Improving the Bit Complexity of Communication for Distributed Convex Optimization
Mehrdad Ghadiri, Yin Tat Lee, Swati Padmanabhan, William Swartworth, David Woodruff, Guanghao Ye
TL;DR
This work provides near-tight, bit-efficient bounds for distributed convex optimization in two communication models: a coordinator and a blackboard. By introducing block leverage scores, non-adaptive adaptive sketches, and a mid-bit Richardson iteration, the authors obtain improved upper bounds for problems including $ ext{ℓ}_2$ and $ ext{ℓ}_p$ regression, low-rank approximation, and high-accuracy linear programming, as well as decomposable nonsmooth finite-sum minimization in the blackboard model. They pair these algorithms with new lower bounds based on a novel $s$-player inner-product game and spherical Radon transform arguments to establish tightness and a first separation between LP feasibility and linear systems in polynomial-constraint settings. The results extend to well-conditioned inputs and decomposable problem structures, offering practical bit-complexity improvements and establishing a rich toolkit (block leverage scores, inverse maintenance, spectral embeddings, and barrier-based IPMs) for distributed optimization at the bit level. Overall, the paper advances the understanding of how to minimize communication costs in distributed convex optimization while preserving accuracy, with broad implications for large-scale federated and distributed systems.
Abstract
We consider the communication complexity of some fundamental convex optimization problems in the point-to-point (coordinator) and blackboard communication models. We strengthen known bounds for approximately solving linear regression, $p$-norm regression (for $1\leq p\leq 2$), linear programming, minimizing the sum of finitely many convex nonsmooth functions with varying supports, and low rank approximation; for a number of these fundamental problems our bounds are nearly optimal, as proven by our lower bounds.
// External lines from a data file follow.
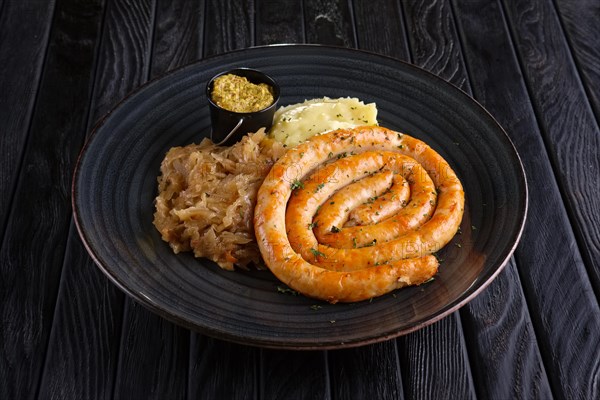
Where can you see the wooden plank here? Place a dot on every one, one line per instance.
(24, 30)
(176, 41)
(229, 25)
(153, 359)
(279, 22)
(583, 34)
(293, 375)
(434, 42)
(431, 43)
(84, 344)
(222, 370)
(128, 35)
(384, 31)
(435, 364)
(563, 308)
(329, 22)
(31, 256)
(436, 47)
(504, 353)
(178, 34)
(545, 60)
(368, 372)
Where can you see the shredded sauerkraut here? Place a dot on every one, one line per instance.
(207, 195)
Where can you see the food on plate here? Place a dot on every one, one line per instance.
(343, 216)
(207, 195)
(236, 93)
(355, 263)
(295, 123)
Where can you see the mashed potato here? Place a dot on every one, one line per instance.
(295, 123)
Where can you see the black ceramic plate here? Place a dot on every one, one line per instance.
(115, 184)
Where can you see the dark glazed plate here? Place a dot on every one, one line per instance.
(115, 184)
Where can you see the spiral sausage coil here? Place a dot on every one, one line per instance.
(356, 213)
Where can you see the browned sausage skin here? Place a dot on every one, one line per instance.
(394, 252)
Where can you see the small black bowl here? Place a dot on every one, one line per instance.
(228, 126)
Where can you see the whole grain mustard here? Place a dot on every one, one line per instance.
(237, 94)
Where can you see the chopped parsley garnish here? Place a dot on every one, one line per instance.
(317, 253)
(286, 290)
(297, 184)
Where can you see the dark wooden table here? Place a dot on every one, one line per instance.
(67, 332)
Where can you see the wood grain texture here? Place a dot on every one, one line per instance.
(281, 370)
(383, 31)
(582, 34)
(368, 372)
(229, 25)
(279, 24)
(222, 370)
(565, 312)
(124, 58)
(84, 344)
(434, 362)
(178, 36)
(502, 344)
(561, 104)
(329, 22)
(434, 42)
(24, 30)
(31, 256)
(436, 47)
(153, 358)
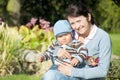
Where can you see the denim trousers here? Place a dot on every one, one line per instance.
(54, 74)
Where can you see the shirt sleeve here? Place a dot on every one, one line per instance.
(49, 52)
(103, 65)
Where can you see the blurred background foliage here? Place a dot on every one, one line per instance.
(27, 29)
(18, 12)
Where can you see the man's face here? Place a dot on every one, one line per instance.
(80, 24)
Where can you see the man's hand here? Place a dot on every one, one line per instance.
(74, 62)
(63, 54)
(65, 68)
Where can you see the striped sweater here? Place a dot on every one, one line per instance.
(75, 48)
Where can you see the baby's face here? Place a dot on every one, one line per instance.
(64, 39)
Among our techniques, we use the notion of block leverage scores, which have been relatively unexplored in this context, as well as dropping all but the ``middle" bits in Richardson-style algorithms. We also introduce a new communication problem for accurately approximating inner products and establish a lower bound using the spherical Radon transform. Our lower bound can be used to show the first separation of linear programming and linear systems in the distributed model when the number of constraints is polynomial, addressing an open question in prior work.